Wer mich kennt, weiß, dass ich ein großer Freund von Entschleunigung bin. Aber heute war alles anders. Ich hatte heute morgen sehr, sehr viele Termine in #Bremen. An den unterschiedlichsten Orten.
Unser Bremen ist ja eine wunderschöne Stadt, aber verkehrstechnisch normalerweise so übersichtlich wie ein Kabelsalat hinter der HiFi-Anlage. Wenn man von Huchting nach Lesum will, danach ins Büro in die Innenstadt, dann zu Mercedes in Sebaldsbrück, dann kurz nach Oberneuland, wieder zurück in die City und schließlich noch rüber auf die Südseite der Weser – dann plant man dafür im Normalfall etwa drei bis vier Werktage ein. Man packt Proviant ein, schreibt sein Testament und verabschiedet sich von seinen Liebsten.
Aber heute? Heute war es, als hätte jemand die Stadt mit Gleitmittel eingerieben. Ich glitt durch Bremen-Nord und Sebaldsbrück, Oberneuland flog an mir vorbei wie eine Postkarte, die Weserüberquerungen waren auch null Problem.
Ich saß am Steuer und dachte: „Was ist hier los? Hast Du versehentlich die Raumzeit gekrümmt? Bist Du in einer Parallelwelt gelandet, in der alle Bremer gleichzeitig beschlossen haben, heute einfach mal nicht im Weg zu stehen?“
Und dann sah ich sie. Oder besser gesagt: Ich sah sie nicht. Die Straßenbahnen. Die Busse. Nichts. Stille an den Haltestellen. Ein großes, kollektives Nichts auf Schienen:
ÖPNV-#Streik.
Tja. Wir denken ja immer, Streiks seien dazu da, alles lahmzulegen. Wir stellen uns vor, wie die Welt knirschend zum Stillstand kommt, wenn die Busfahrer die Schlüssel weglegen. Aber in Bremen passierte heute das genaue Gegenteil. Es war, als hätte man aus einer verstopften Nase den Korken gezogen.
Ohne die Busse, die sich wie riesige, gelbe Wale durch die engen Gassen schieben, und ohne die Straßenbahnen, die mit der Autorität eines preußischen Beamten alles schneiden, was ihren Weg kreuzt, war da plötzlich: Platz.
Und dann waren da noch die Leute im Homeoffice. Die Helden des digitalen Zeitalters. Sie saßen zu Hause in ihren Schlafanzughosen, starrten in Videokonferenzen und trugen so maßgeblich dazu bei, dass ich auf der Kaisenbrücke nicht mein drittes Frühstück einnehmen musste.
Ich kurbelte das Fenster runter, atmete die ungewohnt abgasarme Luft ein und flüsterte leise in Richtung des Gewerkschaftshauses: „Bitte... macht weiter so. Hört nicht auf zu streiken. Wenn das so weitergeht, schaffe ich es heute sogar noch rechtzeitig zum Mittagessen.“ Und das ist ja bekanntlich der wichtigste Termin des Tages. ;-)

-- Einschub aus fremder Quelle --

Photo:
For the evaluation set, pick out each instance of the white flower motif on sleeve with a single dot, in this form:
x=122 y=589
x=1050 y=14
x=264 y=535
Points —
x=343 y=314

Es ist schon paradox: Der #ÖPNV streikt, damit sich was bewegt… und bei mir hat es tatsächlich funktioniert. Ich bin heute so schnell durch Bremen gekommen, dass ich zwischendurch kurz überlegt habe, aus reinem Übermut noch mal nach Bremerhaven zu fahren. Aber man soll sein Glück ja nicht strapazieren. Am Ende fängt der Streik richtig an zu wirken und ich bin plötzlich ganz allein auf der Autobahn.
Das wäre dann doch irgendwie unheimlich, oder?